Scientists have found a “naturally occurring oxygen minimum zone” in parts of the ocean, where the levels decrease in certain sections, said Norgard.
“You drop it past 500 or 600 metres and the oxygen drops…and then around 1,500 metres it comes back up again,” she described. “With climate change there’s potential that could expand. If that gets bigger, then animals used to having oxygen will have it taken away from them.”
Political interests
The federal government’s interest in these offshore mountain ranges have intensified in recent years, since the Trudeau government set the goal of a 10 per cent increase in Canada’s protected marine areas by 2020. In 2017 the government identified a massive offshore block west of Vancouver Island as an Area of Interest, thereby opening up the process of designating this region a Marine Protected Area. This would legally protect the 139,700-square-kilometre area from oil and gas exploration, fish bottom trawling and dumping, according to Canadian law.
More than twice the size of Vancouver Island, this Area of Interest includes the Explorer Seamount, plus another 45 known underwater mountains – comprising most of the 60 identified by the DFO in Canadian waters.

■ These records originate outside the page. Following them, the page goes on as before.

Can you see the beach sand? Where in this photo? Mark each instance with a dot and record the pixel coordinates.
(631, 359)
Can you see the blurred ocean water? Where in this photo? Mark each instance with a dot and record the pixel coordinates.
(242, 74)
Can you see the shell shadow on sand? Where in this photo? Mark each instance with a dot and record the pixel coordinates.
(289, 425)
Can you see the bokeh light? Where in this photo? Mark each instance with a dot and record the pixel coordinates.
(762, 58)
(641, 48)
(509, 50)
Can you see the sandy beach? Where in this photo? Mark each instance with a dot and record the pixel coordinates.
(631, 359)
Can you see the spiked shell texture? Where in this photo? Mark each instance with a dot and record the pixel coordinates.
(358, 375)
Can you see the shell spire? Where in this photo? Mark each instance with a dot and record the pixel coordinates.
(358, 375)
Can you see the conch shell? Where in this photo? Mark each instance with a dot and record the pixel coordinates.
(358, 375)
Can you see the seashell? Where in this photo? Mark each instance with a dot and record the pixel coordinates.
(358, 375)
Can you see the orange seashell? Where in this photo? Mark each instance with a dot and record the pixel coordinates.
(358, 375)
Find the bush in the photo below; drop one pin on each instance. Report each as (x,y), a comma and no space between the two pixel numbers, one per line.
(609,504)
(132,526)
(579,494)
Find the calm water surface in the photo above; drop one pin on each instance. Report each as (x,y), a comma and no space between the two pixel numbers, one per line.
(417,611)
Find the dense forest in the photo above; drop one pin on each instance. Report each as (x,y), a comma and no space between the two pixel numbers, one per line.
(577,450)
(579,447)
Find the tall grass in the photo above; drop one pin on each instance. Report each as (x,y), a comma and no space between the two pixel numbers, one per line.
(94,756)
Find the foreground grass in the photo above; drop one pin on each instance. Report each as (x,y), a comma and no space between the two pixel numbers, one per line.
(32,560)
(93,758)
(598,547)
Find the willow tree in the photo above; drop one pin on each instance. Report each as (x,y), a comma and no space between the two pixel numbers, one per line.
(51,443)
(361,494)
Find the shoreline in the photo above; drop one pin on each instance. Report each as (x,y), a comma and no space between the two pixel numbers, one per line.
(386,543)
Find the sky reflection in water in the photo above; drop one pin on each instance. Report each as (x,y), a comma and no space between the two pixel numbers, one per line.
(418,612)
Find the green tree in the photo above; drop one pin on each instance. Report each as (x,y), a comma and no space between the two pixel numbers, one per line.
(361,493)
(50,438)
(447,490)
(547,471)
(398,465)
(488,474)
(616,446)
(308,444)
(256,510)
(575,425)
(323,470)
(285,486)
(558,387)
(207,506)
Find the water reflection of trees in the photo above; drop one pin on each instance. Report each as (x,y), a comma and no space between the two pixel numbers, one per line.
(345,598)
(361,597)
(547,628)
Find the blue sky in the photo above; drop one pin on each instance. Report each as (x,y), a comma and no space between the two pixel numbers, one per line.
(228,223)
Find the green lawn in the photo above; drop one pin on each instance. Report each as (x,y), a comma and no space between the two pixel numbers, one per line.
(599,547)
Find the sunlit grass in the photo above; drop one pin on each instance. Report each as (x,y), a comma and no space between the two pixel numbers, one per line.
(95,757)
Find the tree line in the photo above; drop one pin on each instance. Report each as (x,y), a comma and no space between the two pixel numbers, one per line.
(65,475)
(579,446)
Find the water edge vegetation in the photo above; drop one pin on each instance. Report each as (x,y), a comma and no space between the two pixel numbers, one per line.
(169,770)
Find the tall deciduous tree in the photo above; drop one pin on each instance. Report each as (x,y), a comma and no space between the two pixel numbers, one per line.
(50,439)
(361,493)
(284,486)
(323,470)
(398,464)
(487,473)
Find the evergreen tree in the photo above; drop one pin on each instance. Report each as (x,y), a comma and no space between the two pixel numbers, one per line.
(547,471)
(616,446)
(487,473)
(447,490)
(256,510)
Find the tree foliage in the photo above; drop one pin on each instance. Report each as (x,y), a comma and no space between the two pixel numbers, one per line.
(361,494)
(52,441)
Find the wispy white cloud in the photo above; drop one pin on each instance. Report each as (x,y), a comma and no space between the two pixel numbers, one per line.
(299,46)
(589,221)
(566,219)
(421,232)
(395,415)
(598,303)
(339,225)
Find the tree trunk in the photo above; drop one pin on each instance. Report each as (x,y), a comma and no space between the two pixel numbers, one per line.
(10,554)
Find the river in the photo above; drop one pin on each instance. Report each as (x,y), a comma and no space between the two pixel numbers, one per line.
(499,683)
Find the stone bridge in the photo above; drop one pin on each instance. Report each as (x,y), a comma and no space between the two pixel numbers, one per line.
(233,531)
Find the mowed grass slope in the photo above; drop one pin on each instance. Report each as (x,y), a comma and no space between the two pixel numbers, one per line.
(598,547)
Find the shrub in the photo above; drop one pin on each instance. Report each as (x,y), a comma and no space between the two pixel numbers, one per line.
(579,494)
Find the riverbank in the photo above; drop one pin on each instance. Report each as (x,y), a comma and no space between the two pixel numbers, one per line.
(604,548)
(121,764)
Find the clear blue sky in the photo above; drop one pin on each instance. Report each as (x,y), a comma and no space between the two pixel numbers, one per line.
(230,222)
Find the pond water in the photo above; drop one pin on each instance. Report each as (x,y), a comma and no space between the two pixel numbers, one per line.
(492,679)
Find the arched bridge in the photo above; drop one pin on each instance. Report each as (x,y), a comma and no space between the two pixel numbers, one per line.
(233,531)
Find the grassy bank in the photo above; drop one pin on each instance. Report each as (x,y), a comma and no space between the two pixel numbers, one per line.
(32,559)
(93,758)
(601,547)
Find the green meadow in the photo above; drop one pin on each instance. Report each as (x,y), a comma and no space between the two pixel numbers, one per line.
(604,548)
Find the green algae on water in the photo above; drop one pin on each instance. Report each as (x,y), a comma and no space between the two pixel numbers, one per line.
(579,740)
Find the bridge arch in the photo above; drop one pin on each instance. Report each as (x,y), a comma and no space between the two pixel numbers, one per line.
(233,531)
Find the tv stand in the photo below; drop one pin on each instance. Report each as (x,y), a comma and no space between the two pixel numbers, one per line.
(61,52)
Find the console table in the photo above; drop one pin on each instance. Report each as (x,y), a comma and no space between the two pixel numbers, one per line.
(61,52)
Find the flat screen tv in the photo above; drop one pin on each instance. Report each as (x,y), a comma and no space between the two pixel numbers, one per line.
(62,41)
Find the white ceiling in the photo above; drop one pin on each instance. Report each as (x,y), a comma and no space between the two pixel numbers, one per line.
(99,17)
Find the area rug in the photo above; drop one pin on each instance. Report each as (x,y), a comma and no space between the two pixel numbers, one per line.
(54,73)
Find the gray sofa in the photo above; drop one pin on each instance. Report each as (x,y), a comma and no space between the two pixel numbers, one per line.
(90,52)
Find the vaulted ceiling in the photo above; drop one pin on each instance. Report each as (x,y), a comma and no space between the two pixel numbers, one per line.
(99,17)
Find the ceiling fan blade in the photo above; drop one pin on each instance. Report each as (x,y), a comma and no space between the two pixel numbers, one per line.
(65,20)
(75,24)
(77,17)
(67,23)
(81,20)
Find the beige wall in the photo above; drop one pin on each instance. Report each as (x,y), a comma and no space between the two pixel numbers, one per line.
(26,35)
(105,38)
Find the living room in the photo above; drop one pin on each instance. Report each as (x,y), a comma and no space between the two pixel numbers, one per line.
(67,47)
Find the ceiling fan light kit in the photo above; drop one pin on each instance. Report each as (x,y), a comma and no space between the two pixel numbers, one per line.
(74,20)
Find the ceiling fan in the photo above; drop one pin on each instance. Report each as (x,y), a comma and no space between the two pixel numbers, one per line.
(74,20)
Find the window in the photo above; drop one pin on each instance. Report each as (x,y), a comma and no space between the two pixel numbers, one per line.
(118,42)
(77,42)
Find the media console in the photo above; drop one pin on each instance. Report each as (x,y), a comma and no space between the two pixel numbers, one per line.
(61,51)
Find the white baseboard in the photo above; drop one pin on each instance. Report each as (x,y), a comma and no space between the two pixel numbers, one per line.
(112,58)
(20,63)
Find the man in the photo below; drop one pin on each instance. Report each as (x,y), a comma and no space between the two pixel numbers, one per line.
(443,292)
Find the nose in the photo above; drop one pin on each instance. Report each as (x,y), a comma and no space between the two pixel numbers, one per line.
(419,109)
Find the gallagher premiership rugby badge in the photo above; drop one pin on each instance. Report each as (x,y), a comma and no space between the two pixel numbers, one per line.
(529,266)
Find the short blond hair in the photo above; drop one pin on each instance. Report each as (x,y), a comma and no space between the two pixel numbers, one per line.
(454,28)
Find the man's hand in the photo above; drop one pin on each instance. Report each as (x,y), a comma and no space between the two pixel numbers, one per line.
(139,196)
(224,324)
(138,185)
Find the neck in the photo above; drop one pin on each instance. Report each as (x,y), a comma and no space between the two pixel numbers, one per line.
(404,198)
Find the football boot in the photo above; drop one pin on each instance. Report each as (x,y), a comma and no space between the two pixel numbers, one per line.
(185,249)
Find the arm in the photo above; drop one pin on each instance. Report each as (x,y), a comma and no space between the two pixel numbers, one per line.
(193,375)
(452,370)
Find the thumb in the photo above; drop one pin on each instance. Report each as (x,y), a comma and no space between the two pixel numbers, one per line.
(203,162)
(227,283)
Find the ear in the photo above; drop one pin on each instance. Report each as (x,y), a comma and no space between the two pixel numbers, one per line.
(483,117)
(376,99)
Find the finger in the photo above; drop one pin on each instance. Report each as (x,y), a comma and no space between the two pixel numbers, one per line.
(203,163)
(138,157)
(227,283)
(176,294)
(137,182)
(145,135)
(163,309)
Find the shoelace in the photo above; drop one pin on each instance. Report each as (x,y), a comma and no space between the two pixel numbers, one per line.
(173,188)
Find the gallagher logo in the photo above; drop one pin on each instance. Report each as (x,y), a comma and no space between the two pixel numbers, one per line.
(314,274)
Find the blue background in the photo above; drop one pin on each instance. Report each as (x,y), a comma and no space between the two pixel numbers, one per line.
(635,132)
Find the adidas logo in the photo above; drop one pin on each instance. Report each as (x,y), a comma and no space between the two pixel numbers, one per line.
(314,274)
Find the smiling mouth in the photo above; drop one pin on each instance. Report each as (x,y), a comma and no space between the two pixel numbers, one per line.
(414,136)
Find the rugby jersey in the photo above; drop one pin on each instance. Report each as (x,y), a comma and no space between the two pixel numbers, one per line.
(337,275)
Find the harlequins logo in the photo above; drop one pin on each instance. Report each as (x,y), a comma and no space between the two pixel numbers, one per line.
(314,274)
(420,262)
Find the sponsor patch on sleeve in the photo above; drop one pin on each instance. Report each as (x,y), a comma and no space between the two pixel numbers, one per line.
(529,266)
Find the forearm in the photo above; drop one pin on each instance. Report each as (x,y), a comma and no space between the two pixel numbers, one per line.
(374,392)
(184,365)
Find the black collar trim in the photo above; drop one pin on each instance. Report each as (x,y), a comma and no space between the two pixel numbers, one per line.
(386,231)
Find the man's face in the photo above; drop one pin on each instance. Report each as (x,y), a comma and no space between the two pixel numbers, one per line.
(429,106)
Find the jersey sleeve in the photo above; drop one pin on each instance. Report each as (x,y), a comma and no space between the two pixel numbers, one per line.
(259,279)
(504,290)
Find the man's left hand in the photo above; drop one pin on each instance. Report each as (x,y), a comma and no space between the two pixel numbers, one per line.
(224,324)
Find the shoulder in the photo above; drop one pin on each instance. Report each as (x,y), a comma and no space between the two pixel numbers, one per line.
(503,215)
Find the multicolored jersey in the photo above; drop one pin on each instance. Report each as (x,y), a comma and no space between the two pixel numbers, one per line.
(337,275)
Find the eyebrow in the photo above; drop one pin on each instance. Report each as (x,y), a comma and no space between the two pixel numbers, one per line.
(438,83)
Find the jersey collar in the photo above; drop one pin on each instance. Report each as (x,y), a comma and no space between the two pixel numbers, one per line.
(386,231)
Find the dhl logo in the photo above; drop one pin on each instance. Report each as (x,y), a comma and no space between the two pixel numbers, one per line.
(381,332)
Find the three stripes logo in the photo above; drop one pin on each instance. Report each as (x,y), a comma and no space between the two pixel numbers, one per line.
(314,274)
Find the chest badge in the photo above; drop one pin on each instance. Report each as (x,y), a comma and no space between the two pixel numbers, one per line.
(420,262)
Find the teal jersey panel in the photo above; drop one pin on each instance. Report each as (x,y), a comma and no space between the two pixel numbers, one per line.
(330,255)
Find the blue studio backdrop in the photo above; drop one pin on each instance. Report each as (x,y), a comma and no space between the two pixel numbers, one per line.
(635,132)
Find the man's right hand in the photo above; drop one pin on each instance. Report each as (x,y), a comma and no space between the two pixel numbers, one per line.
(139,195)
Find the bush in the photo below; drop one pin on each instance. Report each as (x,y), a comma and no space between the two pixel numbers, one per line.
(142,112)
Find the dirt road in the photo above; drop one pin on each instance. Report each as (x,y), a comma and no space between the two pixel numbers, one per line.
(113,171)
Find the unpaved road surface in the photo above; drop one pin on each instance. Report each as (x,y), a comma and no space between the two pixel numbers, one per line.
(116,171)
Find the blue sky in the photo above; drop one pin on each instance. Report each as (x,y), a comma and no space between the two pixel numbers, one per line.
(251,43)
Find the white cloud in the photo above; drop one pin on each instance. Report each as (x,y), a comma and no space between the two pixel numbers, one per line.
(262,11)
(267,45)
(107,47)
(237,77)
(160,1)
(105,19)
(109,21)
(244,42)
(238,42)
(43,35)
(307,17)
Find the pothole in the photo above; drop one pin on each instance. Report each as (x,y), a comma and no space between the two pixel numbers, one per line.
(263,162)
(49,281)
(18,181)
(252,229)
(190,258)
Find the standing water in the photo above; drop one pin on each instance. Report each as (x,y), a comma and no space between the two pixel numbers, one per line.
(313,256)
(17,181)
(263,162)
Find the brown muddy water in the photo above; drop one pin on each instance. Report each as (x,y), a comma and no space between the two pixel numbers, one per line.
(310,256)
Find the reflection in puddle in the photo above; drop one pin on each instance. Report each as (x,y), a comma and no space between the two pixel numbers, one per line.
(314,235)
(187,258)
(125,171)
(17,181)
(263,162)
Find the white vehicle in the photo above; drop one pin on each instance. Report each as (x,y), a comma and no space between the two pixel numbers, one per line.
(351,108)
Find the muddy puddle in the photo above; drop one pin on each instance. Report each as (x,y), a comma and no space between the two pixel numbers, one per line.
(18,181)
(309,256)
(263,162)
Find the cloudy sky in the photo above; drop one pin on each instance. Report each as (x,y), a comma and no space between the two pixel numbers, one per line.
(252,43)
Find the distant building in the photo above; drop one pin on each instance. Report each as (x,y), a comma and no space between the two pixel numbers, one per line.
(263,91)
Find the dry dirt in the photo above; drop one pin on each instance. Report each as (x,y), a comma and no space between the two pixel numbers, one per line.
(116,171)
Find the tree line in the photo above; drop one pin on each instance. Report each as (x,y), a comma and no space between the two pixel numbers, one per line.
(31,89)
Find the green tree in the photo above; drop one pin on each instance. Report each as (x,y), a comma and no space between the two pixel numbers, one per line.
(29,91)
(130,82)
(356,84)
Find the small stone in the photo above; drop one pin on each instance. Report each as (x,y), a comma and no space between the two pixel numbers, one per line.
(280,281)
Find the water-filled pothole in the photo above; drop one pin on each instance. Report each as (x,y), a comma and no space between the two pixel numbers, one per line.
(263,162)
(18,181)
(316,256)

“We wanted to know what was there so we could know what kind of protections to put in place,” said Norgard.
Comprising 2.43 per cent of the ocean territory under Canada’s jurisdiction, the AOI west of Vancouver Island represents an important region on the federal political scene for multiple reasons. Besides being an area that could potentially help the federal government meet its marine protection target, the AOI would see a steady stream of increased tanker traffic if Ottawa’s investment in expanding the Trans Mountain pipeline is successful. According to a study by Kinder Morgan, Trans Mountain’s previous owner, expanding the pipeline’s capacity would increase tanker traffic from its export terminal from five vessels a month to 34.
Norgard expects that the current expedition will benefit conservation initiatives for Explorer and other seamounts.
“The more we can learn about them, the more we can understand them and the more we can protect them,” she said. “It’s informing the decisions about where we would allow different activities within an area.”
Watts expects that this month’s journey will bring discoveries from the distant underwater mountain, as well as more questions.
“The more that we study, the more that we understand that we really don’t know anything,” he said. “We build more knowledge, we build more facts, but we also build more questions. I think that’s just expanding our consciousness and expanding our belief system.”